The Girl Who Played with Fire, Stieg Larsson
281 Rating(s)
List: $20.00 | Sale: $14.40
Club: $10.00

The Girl Who Played with Fire
Book 2 of the Millennium Trilogy

Author: Stieg Larsson

Narrator: Simon Vance

Unabridged: 18 hr 35 min

Format: Digital Audiobook Download

Published: 07/28/2009


Synopsis

Mikael Blomkvist, crusading journalist and publisher of the magazine Millennium, has decided to run a story that will expose an extensive sex trafficking operation between Eastern Europe and Sweden, implicating well-known and highly placed members of Swedish society, business, and government.

But he has no idea just how explosive the story will be until, on the eve of publication, the two investigating reporters are murdered. And even more shocking for Blomkvist: the fingerprints found on the murder weapon belong to Lisbeth Salander—the troubled, wise-beyond-her-years genius hacker who came to his aid in The Girl with the Dragon Tattoo, and who now becomes the focus and fierce heart of The Girl Who Played with Fire.

As Blomkvist, alone in his belief in Salander’s innocence, plunges into an investigation of the slayings, Salander herself is drawn into a murderous hunt in which she is the prey, and which compels her to revisit her dark past in an effort to settle with it once and for all.

Reviews

AudiobooksNow review by Harvey on 2010-07-02 17:49:58

This is truly a can't put down. I can't wait to read his third book and am extremely sorry that he will write no more books. A great loss. His characters are complex and fascinating and is story grabs you. This was even better than Girl With The Dragon Tatoo, which I really enjoyed.

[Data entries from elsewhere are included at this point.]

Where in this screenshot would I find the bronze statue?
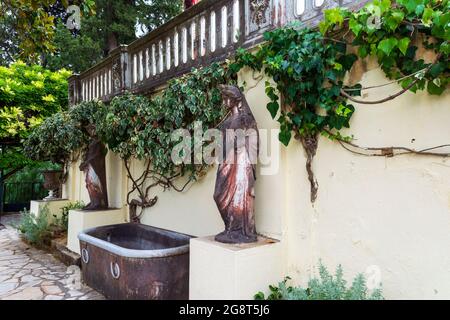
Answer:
[80,124,108,210]
[214,85,259,243]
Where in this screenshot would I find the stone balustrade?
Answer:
[69,0,368,105]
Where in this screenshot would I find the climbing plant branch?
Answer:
[99,63,233,222]
[230,0,450,202]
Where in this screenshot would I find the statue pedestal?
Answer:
[30,199,70,223]
[189,236,285,300]
[67,208,127,254]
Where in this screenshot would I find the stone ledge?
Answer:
[189,236,283,300]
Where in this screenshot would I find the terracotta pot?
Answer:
[42,170,64,200]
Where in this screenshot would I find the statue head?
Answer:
[219,84,242,109]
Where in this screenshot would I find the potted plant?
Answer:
[24,112,84,200]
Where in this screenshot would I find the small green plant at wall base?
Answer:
[57,201,85,231]
[17,206,51,246]
[255,263,384,300]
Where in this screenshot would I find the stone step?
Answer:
[51,238,81,267]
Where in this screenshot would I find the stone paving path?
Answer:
[0,222,104,300]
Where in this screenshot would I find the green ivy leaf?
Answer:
[427,79,445,96]
[267,101,280,119]
[378,37,398,56]
[278,129,292,147]
[349,17,363,36]
[398,38,411,55]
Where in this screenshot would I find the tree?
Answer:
[0,0,94,65]
[0,62,70,178]
[45,0,182,73]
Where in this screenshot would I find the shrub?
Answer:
[17,206,51,246]
[255,262,384,300]
[56,201,85,231]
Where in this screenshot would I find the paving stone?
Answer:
[0,282,18,296]
[41,286,62,295]
[44,295,63,300]
[2,287,44,300]
[20,275,39,282]
[0,228,104,300]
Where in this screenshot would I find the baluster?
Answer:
[139,50,144,82]
[152,44,156,76]
[108,68,112,95]
[314,0,325,8]
[190,20,198,60]
[158,40,164,73]
[220,6,228,48]
[181,27,188,63]
[231,0,241,43]
[145,48,152,79]
[173,30,180,68]
[200,16,206,57]
[295,0,306,16]
[227,2,234,45]
[166,37,172,70]
[209,11,218,52]
[133,54,138,83]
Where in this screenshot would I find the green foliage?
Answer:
[8,162,61,183]
[23,112,84,164]
[0,62,70,174]
[0,0,94,63]
[230,27,357,145]
[45,19,104,73]
[17,206,51,246]
[230,0,450,148]
[0,62,70,140]
[24,101,104,164]
[321,0,450,95]
[255,262,384,300]
[99,64,231,175]
[56,201,85,231]
[45,0,182,73]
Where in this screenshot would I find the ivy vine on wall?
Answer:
[97,63,234,219]
[230,0,450,202]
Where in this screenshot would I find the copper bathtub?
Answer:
[78,223,191,300]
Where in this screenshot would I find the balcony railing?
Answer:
[69,0,368,105]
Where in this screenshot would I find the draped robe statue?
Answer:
[80,125,108,210]
[214,85,259,243]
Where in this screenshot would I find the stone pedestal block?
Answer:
[189,237,284,300]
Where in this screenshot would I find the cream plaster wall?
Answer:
[67,63,450,299]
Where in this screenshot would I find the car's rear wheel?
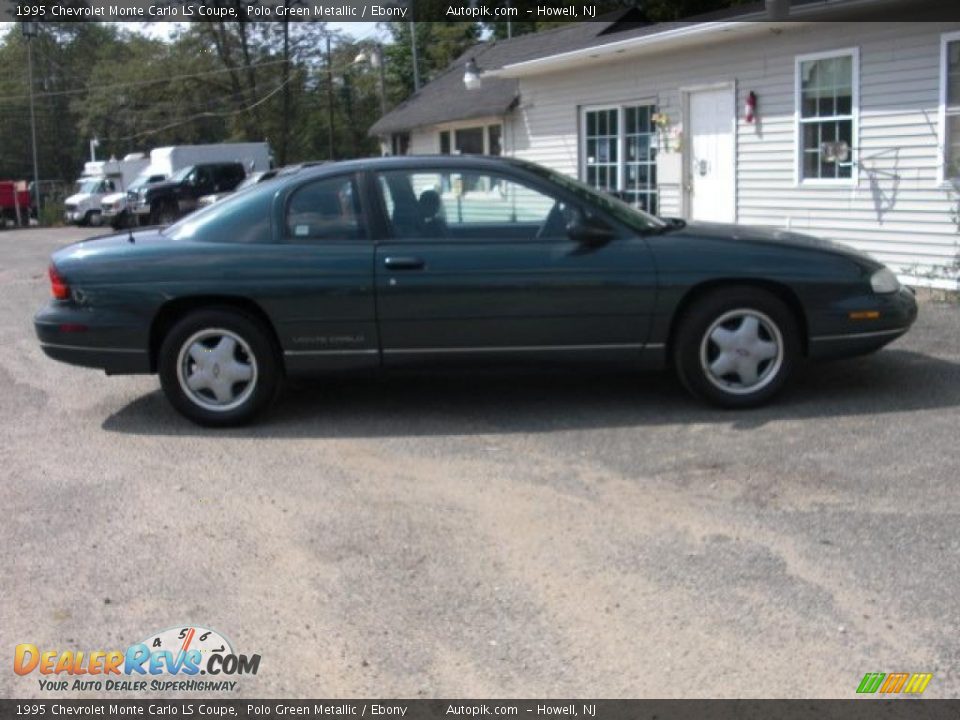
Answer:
[158,308,281,427]
[673,287,800,408]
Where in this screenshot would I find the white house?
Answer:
[371,0,960,289]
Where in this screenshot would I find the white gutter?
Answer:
[485,0,904,78]
[485,21,758,78]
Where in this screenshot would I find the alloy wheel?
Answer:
[700,308,784,395]
[177,328,258,412]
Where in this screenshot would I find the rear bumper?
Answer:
[33,303,153,375]
[809,288,917,359]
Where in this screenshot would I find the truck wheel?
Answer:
[158,308,282,427]
[150,203,177,225]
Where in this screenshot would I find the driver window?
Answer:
[378,170,565,240]
[287,177,364,241]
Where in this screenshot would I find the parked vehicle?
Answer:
[0,180,32,227]
[35,156,917,426]
[128,162,246,225]
[197,168,280,207]
[127,143,271,225]
[64,153,150,226]
[100,168,167,230]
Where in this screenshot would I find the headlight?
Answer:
[870,268,900,294]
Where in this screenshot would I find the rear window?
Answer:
[163,183,276,243]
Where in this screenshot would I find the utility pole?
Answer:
[20,21,40,223]
[374,43,387,117]
[327,34,336,160]
[407,13,420,92]
[280,11,290,166]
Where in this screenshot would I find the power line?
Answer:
[0,60,285,102]
[112,78,293,142]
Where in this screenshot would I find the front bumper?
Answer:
[33,301,153,375]
[808,287,918,359]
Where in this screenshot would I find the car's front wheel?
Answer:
[674,287,800,408]
[158,309,281,427]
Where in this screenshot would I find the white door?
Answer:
[687,88,736,222]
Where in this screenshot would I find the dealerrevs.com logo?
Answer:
[13,626,260,692]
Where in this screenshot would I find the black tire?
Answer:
[157,308,282,427]
[673,286,801,408]
[150,202,179,225]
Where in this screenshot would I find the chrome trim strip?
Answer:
[283,349,380,355]
[383,343,644,355]
[40,343,147,353]
[810,326,910,342]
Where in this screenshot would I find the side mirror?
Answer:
[567,210,616,247]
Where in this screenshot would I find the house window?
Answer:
[453,127,483,155]
[390,133,410,155]
[439,125,503,155]
[940,33,960,180]
[487,125,503,156]
[796,50,859,181]
[581,105,657,214]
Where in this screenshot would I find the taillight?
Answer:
[49,265,70,300]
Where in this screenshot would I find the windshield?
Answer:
[77,178,103,195]
[170,165,193,183]
[522,163,667,231]
[127,175,164,190]
[237,173,263,190]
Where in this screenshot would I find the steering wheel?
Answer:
[534,200,576,240]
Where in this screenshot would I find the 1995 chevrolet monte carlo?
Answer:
[35,156,917,426]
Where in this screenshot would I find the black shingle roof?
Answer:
[370,11,652,135]
[370,0,884,135]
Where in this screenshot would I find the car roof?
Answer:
[279,155,530,177]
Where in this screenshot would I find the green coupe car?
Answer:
[35,156,917,426]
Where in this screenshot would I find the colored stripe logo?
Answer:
[857,673,933,695]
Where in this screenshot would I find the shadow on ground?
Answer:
[102,350,960,438]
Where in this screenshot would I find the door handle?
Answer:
[383,257,426,270]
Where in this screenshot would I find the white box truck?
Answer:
[127,142,271,224]
[64,153,150,225]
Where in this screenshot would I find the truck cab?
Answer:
[127,162,247,225]
[63,175,117,226]
[100,170,167,230]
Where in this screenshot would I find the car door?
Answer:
[264,174,380,374]
[373,165,656,363]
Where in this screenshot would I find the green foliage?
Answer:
[384,21,482,104]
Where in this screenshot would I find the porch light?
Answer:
[463,58,483,90]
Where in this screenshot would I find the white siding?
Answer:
[505,23,960,278]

AudiobooksNow review by Dutch on 2013-09-30 18:11:16

Fascinating Story Wonderfully Read. I think Simon Vance could read the phone book and enthrall me. But in this case, Vance has taken on a complicated story, with many fascinating characters and made it all work. This is an edge of your seat story that never lets up. Larsson is a very good author, but I do wonder if he isnt poking fun at the typical police proceedural novel by adding lots of tiny and totally irrelevant details. In any case, they dont get in the way or bog down the narrative.